Most Mainers don’t think much about where their trash goes and where their electricity comes from. Increasingly, the two are related as burning trash produces electricity. It can also result in contamination and pollution. Because Maine cannot stop trash from coming into the state, it must focus on screening what comes in and ensuring proper pollution controls are in place when it is burned. New rules from the Department of Environmental Protection aim to do this.
Trash, including construction and demolition debris, is burned for two reasons: to reduce the volume of waste that must be buried in landfills and to produce electricity, which means buying less and possibly selling excess electricity back to the New England power market. Maine and New York are the only states in the Northeast that have facilities to burn construction and demolition debris. Because biomass plants and paper mills need a steady, preferably low-cost, source of material to burn, they are turning to construction debris, which is in large supply in southern New England and is cheaper than wood chips.
Two biomass boilers owned by Boralex, in Stratton and Livermore Falls, currently burn about 300,000 tons of construction debris a year. The company buys debris from about 50 Maine towns and from other states. The Georgia-Pacific Corp. mill in Old Town has received permission from the state to burn the debris, but local residents have appealed the permit. The SAPPI mill in Westbrook has filed an application with the DEP to burn the debris.
A major concern is that Maine is becoming a dumping ground for New England’s waste. Although this should not be allowed to happen, only Congress can regulate such interstate commerce. The alternative is to adopt rules to ensure that the waste imported into Maine is as safe as possible.

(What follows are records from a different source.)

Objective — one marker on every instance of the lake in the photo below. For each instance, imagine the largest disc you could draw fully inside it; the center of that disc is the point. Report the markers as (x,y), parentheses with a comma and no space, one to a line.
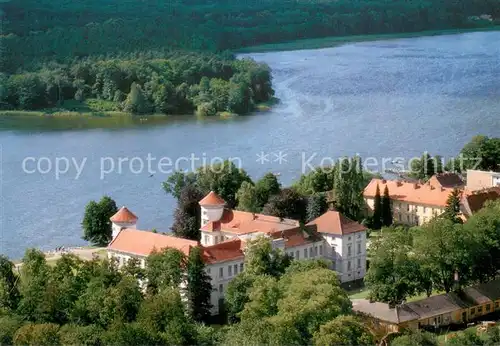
(381,99)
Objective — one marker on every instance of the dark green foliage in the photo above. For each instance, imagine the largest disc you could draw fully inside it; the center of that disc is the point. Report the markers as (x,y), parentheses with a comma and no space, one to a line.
(164,270)
(376,222)
(187,215)
(386,213)
(199,287)
(287,204)
(453,207)
(9,291)
(96,224)
(168,83)
(316,206)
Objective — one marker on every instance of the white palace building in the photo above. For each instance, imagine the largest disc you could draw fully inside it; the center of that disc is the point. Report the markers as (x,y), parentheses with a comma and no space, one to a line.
(224,233)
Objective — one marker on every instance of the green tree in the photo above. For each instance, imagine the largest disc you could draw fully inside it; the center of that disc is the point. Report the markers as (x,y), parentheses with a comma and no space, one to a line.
(415,338)
(343,330)
(45,334)
(96,224)
(199,287)
(187,215)
(247,198)
(164,269)
(348,186)
(386,213)
(394,274)
(73,334)
(286,204)
(9,292)
(136,102)
(223,178)
(316,206)
(453,207)
(377,210)
(266,187)
(35,276)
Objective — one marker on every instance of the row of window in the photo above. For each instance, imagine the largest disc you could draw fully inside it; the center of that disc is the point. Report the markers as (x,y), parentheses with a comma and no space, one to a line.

New rules from the DEP attempt to do this by setting standards for what type of debris can be burned – only wood, and not pressure-treated wood, for example – and requiring third-party reviews to ensure fuel quality standards are met. This is followed up with sampling to monitor for contaminants that are emitted into the air. Tests at the Boralex facilities by the DEP have found much lower levels of airborne contaminants from biomass facilities than from municipal waste incinerators.
The rules are currently being considered by the Board of Environmental Protection, which earlier this month decided to take more time to consider the updated rules before deciding whether to approve them.
Their thoroughness is appropriate. Burning trash means less waste is buried in landfills and it reduces energy costs for some of the state’s largest manufacturers. But, it must be done in a way that minimizes contamination and pollution.